Una mattina qualcuno a Wake Forest ha guardato una stampante 3D e ha pensato: “Quasi quasi, invece di stampare plastica, stampiamo un pancreas”. Già. Per la prima volta nella storia, i ricercatori sono riusciti a stampare Isole di Langerhans, anche note come “isole pancreatiche” umane perfettamente funzionanti usando un bioink fatto di tessuto pancreatico e alghe marine. Le strutture sopravvivono tre settimane, rispondono ai livelli di glicemia e potrebbero essere impiantate sotto pelle con una semplice anestesia locale. La terapia del diabete non sarà più la stessa.
Il bioink che stampa la speranza
Il team guidato da Quentin Perrier della Wake Forest University ha sviluppato qualcosa di incredibile: un inchiostro biologico capace di stampare tessuto pancreatico vivo. La ricetta è sorprendentemente semplice: tessuto pancreatico umano privato delle cellule originali, mescolato con alginato estratto dalle alghe marine. Questo cocktail biotecnologico permette alle vere cellule produttrici di insulina di sopravvivere al processo di stampa e mantenere la loro funzionalità.
Il segreto di questi risultati è tutto nella struttura porosa che si crea durante la stampa. Non è un caso: quella texture apparentemente casuale facilita il passaggio di ossigeno e nutrienti, permettendo la formazione spontanea di vasi sanguigni. È come se il dispositivo sapesse già come integrarsi con il corpo umano. I risultati sono stati presentati al congresso della Società Europea per il Trapianto di Organi di Londra, confermando che il 90% delle cellule stampa.
Addio chirurgia invasiva per la terapia del diabete?
Fino a oggi, i trapianti di isole pancreatiche richiedevano interventi complessi attraverso la vena porta del fegato. Una procedura che porta alla perdita di circa la metà delle cellule trapiantate nei primi giorni, costringendo i pazienti a subire trapianti multipli. La stampa 3D cambia tutto: i dispositivi possono essere impiantati direttamente sotto la pelle con una piccola incisione in anestesia locale.
Pensateci: invece di un intervento chirurgico maggiore, basterebbero pochi minuti in ambulatorio. Adam Feinberg della Carnegie Mellon University, che lavora su una tecnologia simile, conferma l’importanza di questa semplicità: “Più alta è la densità delle isole, più piccolo il dispositivo da impiantare”. La sua tecnica, presentata in Italia, ha già dimostrato il controllo glicemico normale per sei mesi nei topi diabetici.

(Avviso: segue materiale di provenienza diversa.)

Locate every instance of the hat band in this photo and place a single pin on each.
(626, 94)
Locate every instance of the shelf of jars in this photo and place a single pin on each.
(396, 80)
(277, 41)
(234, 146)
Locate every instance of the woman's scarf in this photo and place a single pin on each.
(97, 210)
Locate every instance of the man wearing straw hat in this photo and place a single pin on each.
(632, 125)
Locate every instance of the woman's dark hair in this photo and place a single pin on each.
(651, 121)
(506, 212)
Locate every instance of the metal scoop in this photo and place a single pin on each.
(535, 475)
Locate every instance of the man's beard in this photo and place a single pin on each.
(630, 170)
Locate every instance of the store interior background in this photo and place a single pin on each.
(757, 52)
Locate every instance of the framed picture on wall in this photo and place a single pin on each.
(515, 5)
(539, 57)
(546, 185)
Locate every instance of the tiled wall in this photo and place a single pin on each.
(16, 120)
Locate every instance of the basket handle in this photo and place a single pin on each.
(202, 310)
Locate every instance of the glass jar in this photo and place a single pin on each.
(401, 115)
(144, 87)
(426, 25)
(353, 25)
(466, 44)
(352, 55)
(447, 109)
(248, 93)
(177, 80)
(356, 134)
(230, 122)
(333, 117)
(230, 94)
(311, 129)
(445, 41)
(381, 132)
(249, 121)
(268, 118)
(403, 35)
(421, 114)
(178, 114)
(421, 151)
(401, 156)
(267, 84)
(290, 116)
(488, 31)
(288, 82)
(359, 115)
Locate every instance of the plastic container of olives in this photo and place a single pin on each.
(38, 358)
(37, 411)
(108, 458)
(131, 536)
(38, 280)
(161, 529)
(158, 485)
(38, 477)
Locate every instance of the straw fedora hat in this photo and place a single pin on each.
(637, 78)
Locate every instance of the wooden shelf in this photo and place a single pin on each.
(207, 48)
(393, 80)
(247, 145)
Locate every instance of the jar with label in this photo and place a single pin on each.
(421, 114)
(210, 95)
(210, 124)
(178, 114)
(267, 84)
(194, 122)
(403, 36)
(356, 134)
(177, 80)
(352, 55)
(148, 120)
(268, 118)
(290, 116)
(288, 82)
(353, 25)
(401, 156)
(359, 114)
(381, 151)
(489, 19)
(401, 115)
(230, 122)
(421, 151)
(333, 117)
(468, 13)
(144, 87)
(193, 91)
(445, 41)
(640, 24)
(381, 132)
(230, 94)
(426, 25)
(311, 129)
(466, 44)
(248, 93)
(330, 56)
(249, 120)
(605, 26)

Le cellule staminali entrano in gioco
I ricercatori utilizzano microscopiche “vescicole gassose” che cambiano contrasto quando il gel si solidifica, permettendo ai medici di vedere in tempo reale se il processo sta funzionando. È come avere un sistema di monitoraggio incorporato che garantisce la riuscita dell’impianto. Come vi raccontavo in questo articolo, la stampa 3D medica sta vivendo una vera esplosione creativa. Dai vasi sanguigni alle isole pancreatiche, stiamo assistendo alla nascita di una medicina che costruisce invece di limitarsi a riparare.
La ricerca conferma che l’approccio con cellule staminali sta dando risultati straordinari. Su 12 pazienti trattati con zimislecel, 10 hanno raggiunto l’indipendenza dall’insulina dopo un anno. La terapia del diabete si sta spostando verso soluzioni che ripristinano la funzione originale invece di sostituirla artificialmente.
Lorenzo Piemonti del San Raffaele di Milano, principale investigatore dello studio, sottolinea un aspetto cruciale: “Le cellule possono essere prodotte in quantità teoricamente illimitata nei tempi e modi desiderati”. Questo risolve il problema cronico della scarsità di donatori che ha sempre limitato i trapianti tradizionali.
Terapia del diabete, il futuro senza aghi
Entrambi i gruppi di ricerca concordano: le cellule staminali rappresentano il futuro della terapia del diabete. Utilizzare cellule staminali invece di tessuto da donatore risolverebbe simultaneamente i problemi di disponibilità, compatibilità e reazioni immunitarie. Stiamo parlando di una produzione industriale di soluzioni personalizzate.
La strada è ancora lunga, ma i segnali sono chiari. Tra test preclinici sugli animali e ottimizzazione dei processi, potrebbero servire ancora alcuni anni prima di vedere questi dispositivi negli ospedali. Tuttavia, per la prima volta nella storia del diabete tipo 1, l’orizzonte mostra una vera alternativa alle iniezioni quotidiane.
La terapia del diabete sta per entrare in una nuova era. Un’era in cui invece di gestire la malattia, potremmo semplicemente ripararla. Con una stampante, un po’ di bioink e molta scienza.